Alpheus heard the distant shouts first. “Hosanna! Hosanna in the highest!” Then he saw Jesus, the focus of what could only be described as a kingly procession. His disciples had cut down palm branches from the trees and gardens along the way and were now waving them or paving his path with them.

Alpheus saw Jesus now. Very clearly. He would later describe the King’s expression as one not of joy or pride, but a mixture of deep love and profound sadness. And that had broken Alpheus’ heart. He wasn’t certain what it meant, but he knew that Jesus truly was King of the Jews.

He had seen others lay their coats on the road in front of the procession, so Alpheus did the same, wishing he could do more.

He had heard that you could not see this great Prophet and not be moved.

Now Alpheus knew.

As the Lord’s parade closed on the city, Alpheus lowered his head. The young donkey passed, coats under foot. And Alpheus fell to his knees.

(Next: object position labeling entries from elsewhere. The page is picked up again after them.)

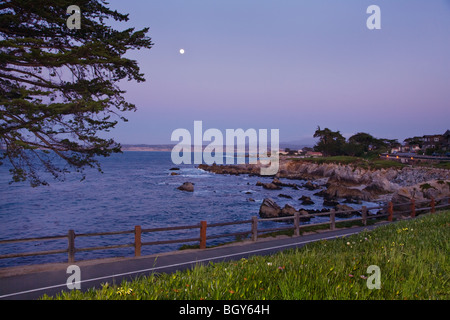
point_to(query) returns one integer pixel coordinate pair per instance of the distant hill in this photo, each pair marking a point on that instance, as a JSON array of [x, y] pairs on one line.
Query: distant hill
[[169, 147]]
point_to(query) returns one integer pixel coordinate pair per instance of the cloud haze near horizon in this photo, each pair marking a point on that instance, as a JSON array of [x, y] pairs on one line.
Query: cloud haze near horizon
[[289, 65]]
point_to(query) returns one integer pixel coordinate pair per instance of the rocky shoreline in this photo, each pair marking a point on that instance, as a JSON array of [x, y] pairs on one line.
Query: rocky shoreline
[[352, 183]]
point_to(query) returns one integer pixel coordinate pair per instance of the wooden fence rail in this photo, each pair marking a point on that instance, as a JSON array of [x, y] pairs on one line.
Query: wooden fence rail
[[254, 232]]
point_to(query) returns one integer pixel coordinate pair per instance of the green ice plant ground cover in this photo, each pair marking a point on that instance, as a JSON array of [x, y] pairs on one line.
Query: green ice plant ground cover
[[412, 256]]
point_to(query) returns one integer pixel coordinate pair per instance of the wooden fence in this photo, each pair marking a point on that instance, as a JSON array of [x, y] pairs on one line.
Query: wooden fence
[[413, 208]]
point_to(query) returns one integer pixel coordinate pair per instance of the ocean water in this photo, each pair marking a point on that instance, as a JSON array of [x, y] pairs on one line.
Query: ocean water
[[136, 188]]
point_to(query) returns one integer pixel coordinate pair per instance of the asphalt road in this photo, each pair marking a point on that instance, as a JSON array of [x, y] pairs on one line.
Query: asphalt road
[[32, 282]]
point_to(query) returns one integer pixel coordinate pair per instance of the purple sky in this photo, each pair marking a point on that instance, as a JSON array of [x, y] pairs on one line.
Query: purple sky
[[290, 65]]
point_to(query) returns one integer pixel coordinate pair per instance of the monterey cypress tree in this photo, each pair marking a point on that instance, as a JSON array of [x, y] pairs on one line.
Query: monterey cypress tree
[[59, 86]]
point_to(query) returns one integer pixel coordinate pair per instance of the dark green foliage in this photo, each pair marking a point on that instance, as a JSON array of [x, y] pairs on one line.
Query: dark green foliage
[[59, 87], [332, 143]]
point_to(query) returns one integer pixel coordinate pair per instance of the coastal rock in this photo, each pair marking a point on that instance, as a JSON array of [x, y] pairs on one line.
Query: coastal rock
[[187, 186], [311, 186], [306, 200], [340, 191], [420, 192], [287, 211], [271, 186], [343, 207], [330, 203], [269, 209]]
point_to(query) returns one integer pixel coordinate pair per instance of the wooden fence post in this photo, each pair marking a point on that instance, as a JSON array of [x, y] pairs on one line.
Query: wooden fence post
[[364, 215], [332, 219], [433, 205], [413, 208], [390, 211], [296, 224], [254, 228], [71, 247], [137, 241], [202, 234]]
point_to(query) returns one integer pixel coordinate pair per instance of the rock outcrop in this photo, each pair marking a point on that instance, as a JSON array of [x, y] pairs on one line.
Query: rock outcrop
[[187, 186], [420, 192], [270, 209]]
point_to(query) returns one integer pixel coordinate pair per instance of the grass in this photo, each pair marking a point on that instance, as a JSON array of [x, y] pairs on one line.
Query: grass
[[411, 254]]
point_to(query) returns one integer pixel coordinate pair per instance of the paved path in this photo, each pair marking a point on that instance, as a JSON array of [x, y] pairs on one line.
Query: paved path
[[34, 281]]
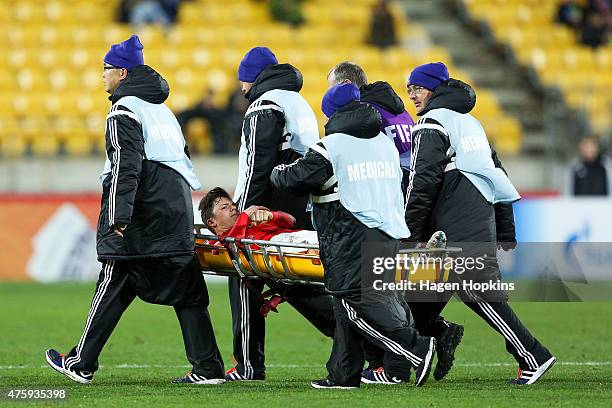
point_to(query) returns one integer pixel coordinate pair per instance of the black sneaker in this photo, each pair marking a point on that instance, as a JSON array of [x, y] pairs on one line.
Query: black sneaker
[[57, 362], [378, 376], [191, 378], [526, 377], [326, 384], [422, 371], [446, 345]]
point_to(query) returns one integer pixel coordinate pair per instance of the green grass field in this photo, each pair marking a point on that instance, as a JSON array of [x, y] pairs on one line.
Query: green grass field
[[146, 352]]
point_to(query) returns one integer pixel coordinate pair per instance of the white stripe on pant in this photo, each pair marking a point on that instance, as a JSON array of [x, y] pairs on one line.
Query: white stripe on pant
[[108, 272], [390, 344]]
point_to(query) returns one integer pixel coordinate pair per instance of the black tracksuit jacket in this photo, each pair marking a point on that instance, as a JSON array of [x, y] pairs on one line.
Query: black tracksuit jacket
[[448, 201], [267, 137], [151, 198], [340, 232]]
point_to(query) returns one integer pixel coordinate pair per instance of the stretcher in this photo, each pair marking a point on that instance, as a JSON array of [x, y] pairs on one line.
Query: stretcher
[[240, 258]]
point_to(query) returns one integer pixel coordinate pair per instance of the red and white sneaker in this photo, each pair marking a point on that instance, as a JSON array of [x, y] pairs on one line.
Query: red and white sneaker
[[377, 376], [526, 377]]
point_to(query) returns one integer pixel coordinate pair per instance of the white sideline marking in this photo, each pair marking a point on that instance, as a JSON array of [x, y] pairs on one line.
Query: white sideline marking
[[140, 366]]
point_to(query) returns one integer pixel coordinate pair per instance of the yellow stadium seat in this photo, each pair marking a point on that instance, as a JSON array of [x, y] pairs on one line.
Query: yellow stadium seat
[[78, 144], [45, 146], [13, 145]]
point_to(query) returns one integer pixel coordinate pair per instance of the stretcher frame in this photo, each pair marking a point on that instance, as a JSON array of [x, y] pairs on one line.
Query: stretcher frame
[[271, 262]]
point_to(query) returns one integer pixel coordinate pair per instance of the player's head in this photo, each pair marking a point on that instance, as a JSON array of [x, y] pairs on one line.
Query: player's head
[[347, 72], [423, 81], [119, 60], [218, 210], [338, 96], [254, 62]]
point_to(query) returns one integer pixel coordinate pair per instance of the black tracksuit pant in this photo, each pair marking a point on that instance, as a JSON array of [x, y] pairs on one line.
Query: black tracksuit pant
[[494, 309], [379, 318], [175, 281], [249, 326]]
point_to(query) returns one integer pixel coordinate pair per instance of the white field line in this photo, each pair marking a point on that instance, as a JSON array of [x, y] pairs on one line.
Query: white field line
[[141, 366]]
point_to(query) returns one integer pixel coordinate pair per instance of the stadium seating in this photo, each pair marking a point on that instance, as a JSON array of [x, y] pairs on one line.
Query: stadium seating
[[583, 75], [50, 72]]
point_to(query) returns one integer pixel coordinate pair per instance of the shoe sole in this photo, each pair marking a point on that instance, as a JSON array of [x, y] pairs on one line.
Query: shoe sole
[[443, 368], [427, 363], [66, 373], [366, 381], [542, 370], [212, 381], [336, 387]]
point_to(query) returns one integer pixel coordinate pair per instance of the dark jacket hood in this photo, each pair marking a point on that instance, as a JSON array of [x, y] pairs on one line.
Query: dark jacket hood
[[144, 83], [452, 94], [279, 76], [357, 119], [381, 94]]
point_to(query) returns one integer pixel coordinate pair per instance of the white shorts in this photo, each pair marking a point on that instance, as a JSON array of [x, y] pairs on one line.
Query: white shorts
[[297, 237]]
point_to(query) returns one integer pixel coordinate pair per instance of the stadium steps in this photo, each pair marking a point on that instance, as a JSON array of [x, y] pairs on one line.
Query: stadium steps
[[486, 67]]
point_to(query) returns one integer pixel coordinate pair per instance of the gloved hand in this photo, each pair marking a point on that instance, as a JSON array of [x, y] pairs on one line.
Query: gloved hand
[[271, 305], [507, 245]]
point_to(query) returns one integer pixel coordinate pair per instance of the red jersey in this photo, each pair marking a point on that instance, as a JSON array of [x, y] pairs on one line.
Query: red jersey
[[280, 223]]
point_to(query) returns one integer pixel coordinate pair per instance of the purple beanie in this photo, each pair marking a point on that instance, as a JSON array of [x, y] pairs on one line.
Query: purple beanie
[[127, 54], [255, 61], [429, 75], [337, 96]]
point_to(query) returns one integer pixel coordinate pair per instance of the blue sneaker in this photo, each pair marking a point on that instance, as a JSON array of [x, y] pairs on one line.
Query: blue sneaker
[[56, 361], [446, 345], [526, 377], [191, 378], [377, 376], [233, 375]]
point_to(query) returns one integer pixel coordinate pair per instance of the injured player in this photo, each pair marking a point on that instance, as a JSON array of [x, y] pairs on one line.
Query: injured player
[[221, 215]]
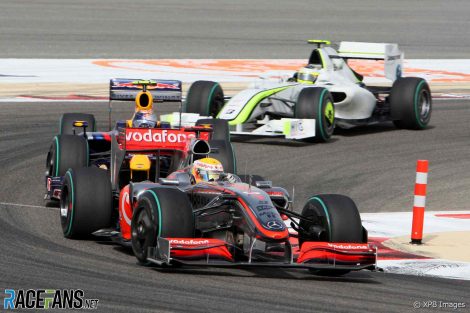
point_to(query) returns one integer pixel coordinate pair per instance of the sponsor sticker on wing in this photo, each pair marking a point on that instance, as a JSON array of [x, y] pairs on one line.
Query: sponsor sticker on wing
[[148, 139]]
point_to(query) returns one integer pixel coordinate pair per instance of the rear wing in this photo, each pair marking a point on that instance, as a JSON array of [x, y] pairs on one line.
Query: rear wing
[[389, 52], [125, 89]]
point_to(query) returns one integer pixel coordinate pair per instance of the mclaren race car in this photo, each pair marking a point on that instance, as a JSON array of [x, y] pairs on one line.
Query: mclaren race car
[[220, 221], [324, 94], [140, 146]]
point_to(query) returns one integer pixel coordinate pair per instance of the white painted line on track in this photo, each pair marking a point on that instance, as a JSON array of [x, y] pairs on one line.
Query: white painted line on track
[[27, 206]]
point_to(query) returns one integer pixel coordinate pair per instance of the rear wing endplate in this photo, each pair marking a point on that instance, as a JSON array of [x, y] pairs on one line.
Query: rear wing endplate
[[389, 52]]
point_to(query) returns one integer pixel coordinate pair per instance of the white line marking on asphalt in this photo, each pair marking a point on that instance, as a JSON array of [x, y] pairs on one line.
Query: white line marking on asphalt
[[27, 205]]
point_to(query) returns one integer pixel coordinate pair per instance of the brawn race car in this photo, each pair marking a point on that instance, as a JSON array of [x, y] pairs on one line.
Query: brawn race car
[[324, 94]]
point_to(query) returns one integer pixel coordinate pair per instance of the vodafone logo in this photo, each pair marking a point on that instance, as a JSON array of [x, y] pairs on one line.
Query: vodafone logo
[[348, 246], [163, 136], [189, 242]]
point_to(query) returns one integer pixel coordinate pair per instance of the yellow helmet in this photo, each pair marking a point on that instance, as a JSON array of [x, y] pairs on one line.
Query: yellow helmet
[[206, 169], [308, 74]]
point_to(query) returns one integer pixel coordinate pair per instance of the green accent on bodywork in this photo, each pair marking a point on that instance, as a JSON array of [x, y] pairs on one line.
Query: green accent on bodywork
[[57, 153], [166, 118], [71, 191], [159, 212], [417, 113], [87, 153], [234, 160], [356, 52], [243, 116], [144, 82], [286, 128], [325, 209], [209, 98], [323, 63], [330, 112], [319, 41], [320, 113]]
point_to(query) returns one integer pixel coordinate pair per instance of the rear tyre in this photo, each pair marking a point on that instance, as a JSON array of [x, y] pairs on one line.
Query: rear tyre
[[335, 218], [66, 151], [411, 103], [160, 212], [66, 123], [223, 151], [86, 202], [205, 98], [317, 103], [220, 128]]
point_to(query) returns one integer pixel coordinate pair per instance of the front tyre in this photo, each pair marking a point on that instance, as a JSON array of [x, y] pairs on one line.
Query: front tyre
[[86, 202], [317, 103], [333, 218], [160, 212], [411, 103], [205, 98]]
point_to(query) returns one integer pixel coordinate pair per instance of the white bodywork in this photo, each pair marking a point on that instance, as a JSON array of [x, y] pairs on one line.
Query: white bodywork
[[352, 101], [289, 128]]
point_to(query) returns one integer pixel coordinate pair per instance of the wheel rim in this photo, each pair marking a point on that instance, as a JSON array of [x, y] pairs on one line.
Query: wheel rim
[[216, 105], [424, 106], [329, 114]]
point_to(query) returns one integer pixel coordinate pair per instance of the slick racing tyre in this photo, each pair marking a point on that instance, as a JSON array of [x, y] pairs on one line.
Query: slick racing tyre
[[86, 202], [411, 103], [220, 128], [160, 212], [66, 151], [334, 218], [66, 123], [317, 103], [205, 98]]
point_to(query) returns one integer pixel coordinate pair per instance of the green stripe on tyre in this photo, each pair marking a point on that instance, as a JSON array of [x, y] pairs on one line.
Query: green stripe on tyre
[[325, 209], [57, 155], [69, 228]]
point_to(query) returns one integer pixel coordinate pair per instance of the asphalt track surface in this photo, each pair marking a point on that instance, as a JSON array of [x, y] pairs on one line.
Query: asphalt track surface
[[226, 29], [375, 166], [372, 165]]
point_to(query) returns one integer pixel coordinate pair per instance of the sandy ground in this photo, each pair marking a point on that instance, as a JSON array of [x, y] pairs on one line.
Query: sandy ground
[[454, 246]]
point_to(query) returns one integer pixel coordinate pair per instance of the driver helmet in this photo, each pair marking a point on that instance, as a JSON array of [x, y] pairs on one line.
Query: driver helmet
[[308, 74], [144, 119], [206, 169]]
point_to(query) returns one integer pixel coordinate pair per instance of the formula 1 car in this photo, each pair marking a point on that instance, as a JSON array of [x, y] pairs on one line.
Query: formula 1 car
[[222, 223], [324, 94], [126, 153]]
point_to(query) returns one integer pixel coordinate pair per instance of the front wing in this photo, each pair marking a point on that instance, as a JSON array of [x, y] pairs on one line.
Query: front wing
[[205, 252]]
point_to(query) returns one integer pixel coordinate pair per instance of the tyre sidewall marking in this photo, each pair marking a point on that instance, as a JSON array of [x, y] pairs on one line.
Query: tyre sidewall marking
[[417, 94], [209, 102], [325, 209], [320, 113], [71, 214], [57, 155], [159, 232]]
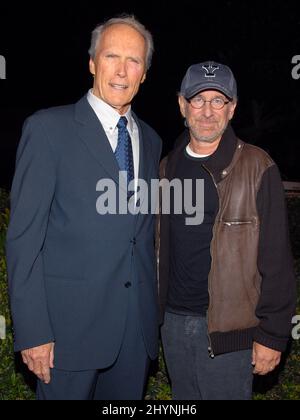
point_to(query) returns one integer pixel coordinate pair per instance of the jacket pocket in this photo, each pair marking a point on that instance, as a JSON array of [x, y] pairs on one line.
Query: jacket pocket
[[237, 222]]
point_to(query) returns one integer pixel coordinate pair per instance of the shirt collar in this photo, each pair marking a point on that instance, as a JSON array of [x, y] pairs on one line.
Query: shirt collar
[[107, 115]]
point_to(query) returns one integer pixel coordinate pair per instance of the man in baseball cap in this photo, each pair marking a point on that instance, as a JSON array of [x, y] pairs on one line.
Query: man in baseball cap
[[227, 287], [208, 76]]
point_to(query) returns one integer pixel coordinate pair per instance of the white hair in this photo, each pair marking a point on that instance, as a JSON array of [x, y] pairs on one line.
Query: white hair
[[125, 20]]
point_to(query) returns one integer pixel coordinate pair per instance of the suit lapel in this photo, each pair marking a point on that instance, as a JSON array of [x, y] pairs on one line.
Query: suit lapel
[[93, 135]]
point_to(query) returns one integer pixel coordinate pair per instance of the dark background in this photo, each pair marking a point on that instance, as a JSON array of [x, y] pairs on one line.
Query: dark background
[[45, 45]]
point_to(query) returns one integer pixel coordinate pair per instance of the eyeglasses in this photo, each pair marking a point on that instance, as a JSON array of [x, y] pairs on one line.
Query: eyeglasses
[[216, 103]]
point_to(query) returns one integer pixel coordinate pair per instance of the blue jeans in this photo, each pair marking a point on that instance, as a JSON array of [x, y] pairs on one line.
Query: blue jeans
[[193, 374]]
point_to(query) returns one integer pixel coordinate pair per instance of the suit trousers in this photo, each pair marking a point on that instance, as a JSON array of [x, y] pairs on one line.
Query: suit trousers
[[124, 380]]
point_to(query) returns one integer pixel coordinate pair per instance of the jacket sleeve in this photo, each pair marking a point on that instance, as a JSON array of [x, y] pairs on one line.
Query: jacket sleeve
[[31, 197], [277, 302]]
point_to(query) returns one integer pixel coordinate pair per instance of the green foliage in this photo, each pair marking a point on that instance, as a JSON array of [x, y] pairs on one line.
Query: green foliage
[[12, 384], [285, 386]]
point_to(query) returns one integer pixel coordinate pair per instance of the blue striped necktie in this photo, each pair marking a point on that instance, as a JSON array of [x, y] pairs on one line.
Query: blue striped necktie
[[123, 152]]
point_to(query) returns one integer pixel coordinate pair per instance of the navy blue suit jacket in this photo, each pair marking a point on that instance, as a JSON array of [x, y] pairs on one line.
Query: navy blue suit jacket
[[69, 266]]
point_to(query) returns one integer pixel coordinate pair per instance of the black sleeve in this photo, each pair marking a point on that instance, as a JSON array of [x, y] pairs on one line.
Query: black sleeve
[[277, 303]]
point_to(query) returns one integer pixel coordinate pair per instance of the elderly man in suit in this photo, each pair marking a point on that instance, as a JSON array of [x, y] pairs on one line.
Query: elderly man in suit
[[83, 284]]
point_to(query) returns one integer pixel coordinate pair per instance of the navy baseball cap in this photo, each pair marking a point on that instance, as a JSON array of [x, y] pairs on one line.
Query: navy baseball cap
[[208, 76]]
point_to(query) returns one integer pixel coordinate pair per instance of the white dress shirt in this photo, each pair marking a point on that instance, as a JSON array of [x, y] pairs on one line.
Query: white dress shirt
[[109, 119]]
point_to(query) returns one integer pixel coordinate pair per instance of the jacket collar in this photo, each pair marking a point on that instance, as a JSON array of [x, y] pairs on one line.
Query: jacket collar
[[220, 160]]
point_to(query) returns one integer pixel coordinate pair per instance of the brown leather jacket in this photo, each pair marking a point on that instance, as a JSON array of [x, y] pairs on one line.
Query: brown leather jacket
[[234, 281]]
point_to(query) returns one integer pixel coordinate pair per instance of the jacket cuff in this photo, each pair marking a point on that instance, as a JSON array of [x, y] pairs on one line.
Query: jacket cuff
[[274, 343]]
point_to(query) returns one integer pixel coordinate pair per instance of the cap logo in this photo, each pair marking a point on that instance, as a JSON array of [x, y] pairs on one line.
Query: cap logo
[[210, 70]]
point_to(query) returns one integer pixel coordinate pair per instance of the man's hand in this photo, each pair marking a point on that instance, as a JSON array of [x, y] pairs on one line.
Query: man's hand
[[39, 360], [264, 359]]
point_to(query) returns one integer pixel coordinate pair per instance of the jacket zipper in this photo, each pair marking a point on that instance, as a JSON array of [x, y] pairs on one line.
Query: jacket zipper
[[210, 348]]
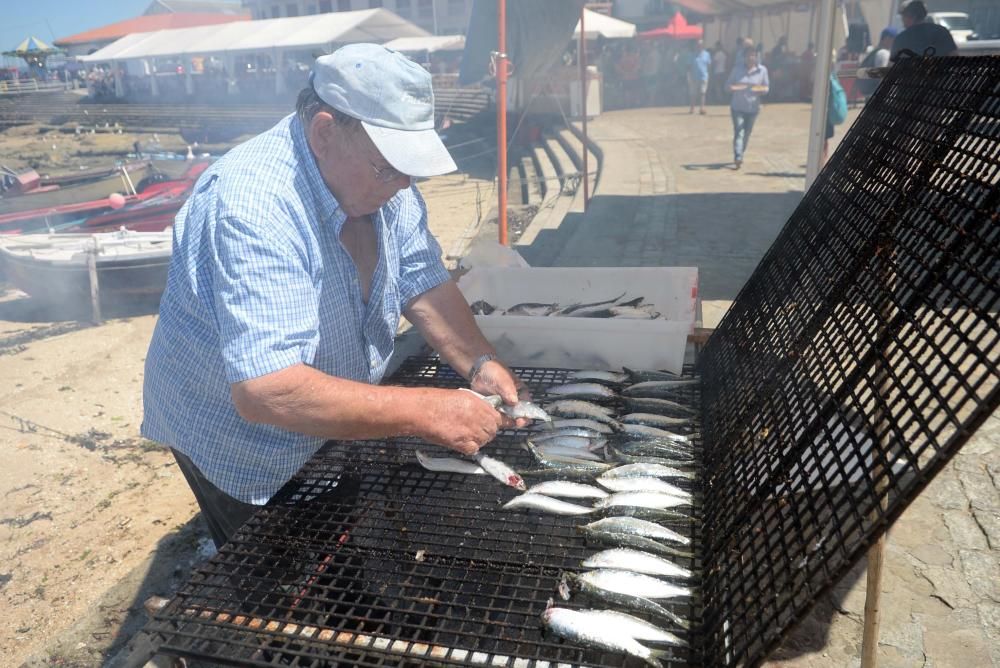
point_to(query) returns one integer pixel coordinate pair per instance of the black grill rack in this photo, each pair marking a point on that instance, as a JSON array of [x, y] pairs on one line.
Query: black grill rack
[[859, 357], [366, 559]]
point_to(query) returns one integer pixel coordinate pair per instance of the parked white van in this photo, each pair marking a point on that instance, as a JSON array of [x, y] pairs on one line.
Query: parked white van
[[957, 23]]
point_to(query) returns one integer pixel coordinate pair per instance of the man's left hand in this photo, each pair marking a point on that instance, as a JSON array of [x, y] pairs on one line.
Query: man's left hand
[[495, 378]]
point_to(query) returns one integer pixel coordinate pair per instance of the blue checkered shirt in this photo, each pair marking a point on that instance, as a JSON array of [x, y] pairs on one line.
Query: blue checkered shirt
[[258, 282]]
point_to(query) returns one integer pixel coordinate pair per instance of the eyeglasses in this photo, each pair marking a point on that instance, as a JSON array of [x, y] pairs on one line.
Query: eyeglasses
[[386, 174]]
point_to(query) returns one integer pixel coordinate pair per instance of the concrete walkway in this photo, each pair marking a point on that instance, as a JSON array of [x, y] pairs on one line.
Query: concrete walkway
[[668, 196]]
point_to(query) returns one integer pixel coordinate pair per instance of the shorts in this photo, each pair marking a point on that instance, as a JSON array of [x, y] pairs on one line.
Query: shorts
[[697, 87]]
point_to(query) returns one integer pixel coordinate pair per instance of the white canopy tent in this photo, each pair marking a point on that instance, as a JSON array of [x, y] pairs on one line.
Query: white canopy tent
[[601, 25], [300, 33], [430, 44]]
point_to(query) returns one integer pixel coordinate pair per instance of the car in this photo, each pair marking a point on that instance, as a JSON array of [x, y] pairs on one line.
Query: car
[[957, 23]]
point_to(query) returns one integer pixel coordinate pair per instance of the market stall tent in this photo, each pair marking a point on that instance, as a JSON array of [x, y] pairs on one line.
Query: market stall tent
[[601, 25]]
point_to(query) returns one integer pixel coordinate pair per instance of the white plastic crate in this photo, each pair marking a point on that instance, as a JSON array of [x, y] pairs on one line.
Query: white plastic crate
[[587, 343]]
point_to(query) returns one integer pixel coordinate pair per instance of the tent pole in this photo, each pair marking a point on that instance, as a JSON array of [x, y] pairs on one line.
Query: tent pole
[[501, 75], [582, 57], [821, 89]]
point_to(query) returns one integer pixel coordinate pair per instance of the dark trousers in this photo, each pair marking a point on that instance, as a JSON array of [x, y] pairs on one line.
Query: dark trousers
[[742, 127], [223, 514]]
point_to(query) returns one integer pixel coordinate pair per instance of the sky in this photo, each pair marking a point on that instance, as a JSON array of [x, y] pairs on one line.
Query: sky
[[49, 20]]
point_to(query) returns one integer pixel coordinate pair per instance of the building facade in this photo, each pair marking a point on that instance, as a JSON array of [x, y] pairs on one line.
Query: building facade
[[441, 17]]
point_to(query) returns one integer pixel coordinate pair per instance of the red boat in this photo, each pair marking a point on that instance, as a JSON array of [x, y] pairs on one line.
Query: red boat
[[152, 209]]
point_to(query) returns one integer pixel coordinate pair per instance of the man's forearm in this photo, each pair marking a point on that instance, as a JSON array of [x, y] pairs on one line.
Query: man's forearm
[[308, 401], [443, 317]]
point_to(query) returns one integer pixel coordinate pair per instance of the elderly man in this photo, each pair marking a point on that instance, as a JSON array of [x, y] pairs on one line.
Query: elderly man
[[919, 35], [293, 260]]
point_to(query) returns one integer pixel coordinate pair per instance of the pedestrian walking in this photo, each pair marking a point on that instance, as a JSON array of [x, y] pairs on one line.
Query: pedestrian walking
[[747, 82]]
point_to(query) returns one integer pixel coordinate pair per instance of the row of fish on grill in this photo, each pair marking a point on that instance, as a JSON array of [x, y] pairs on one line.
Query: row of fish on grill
[[622, 306], [631, 474]]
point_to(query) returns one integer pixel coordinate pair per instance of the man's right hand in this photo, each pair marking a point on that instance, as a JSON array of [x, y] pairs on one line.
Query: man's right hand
[[460, 421]]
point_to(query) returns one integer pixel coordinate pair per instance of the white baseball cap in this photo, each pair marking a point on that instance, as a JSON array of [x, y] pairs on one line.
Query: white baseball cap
[[392, 97]]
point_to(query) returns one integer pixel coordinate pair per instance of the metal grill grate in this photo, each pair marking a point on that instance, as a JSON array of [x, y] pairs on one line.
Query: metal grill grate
[[859, 357], [329, 573]]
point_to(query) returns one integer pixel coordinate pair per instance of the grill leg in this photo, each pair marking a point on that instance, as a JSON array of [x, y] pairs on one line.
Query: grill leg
[[873, 592]]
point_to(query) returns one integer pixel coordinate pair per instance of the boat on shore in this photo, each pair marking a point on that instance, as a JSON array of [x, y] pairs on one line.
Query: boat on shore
[[55, 268]]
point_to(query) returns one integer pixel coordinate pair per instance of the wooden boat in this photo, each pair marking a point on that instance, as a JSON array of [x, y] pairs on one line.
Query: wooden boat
[[55, 267]]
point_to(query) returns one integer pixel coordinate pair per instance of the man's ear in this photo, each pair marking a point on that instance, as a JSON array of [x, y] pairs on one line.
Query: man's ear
[[322, 130]]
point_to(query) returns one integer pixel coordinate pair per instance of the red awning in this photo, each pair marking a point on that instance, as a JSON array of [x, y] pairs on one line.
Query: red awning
[[678, 28]]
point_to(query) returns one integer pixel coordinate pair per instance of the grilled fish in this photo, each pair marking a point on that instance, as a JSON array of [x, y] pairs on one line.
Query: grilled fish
[[568, 490], [547, 504], [627, 559], [501, 471], [654, 500], [632, 626], [449, 464], [650, 484], [654, 420], [647, 470], [637, 527], [583, 391]]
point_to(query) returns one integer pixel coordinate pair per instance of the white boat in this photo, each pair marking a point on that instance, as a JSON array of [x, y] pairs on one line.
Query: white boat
[[56, 267]]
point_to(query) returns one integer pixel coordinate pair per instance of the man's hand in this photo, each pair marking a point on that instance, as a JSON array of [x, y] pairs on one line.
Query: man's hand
[[495, 378], [460, 421]]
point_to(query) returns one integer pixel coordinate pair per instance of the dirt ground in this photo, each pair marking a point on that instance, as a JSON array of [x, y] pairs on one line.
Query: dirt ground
[[92, 512]]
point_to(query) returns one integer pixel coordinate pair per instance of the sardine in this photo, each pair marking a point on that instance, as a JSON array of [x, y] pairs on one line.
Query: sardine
[[658, 406], [647, 432], [649, 484], [449, 464], [635, 627], [567, 489], [639, 527], [583, 391], [578, 423], [635, 561], [633, 313], [563, 440], [635, 584], [501, 471], [654, 420], [585, 585], [654, 500], [610, 378], [657, 389], [576, 307], [522, 409], [672, 459], [531, 308], [482, 307], [549, 449], [647, 470], [547, 504], [632, 540], [576, 627], [554, 461], [573, 408], [643, 376]]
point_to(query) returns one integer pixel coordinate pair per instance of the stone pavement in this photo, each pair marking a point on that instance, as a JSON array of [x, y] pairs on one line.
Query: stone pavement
[[668, 196]]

As you share this story with your small group or Sunday School class, here are some discussion questions to consider:

  • Are your feelings about Jesus ever altered by your circumstances?
  • What is it that caused the people to turn on Jesus? Some who praised him as triumphant also called for his crucifixion.
  • Why does it seem so important for the Gospel writers to describe the turning of the crowd when comparing the triumphal entry with Jesus’ trial? How could the same people praise his procession into Jerusalem AND his trek to Golgotha?
  • What do you do when you feel the way Alpheus must have felt when he realized what he was doing at Jesus’ trial?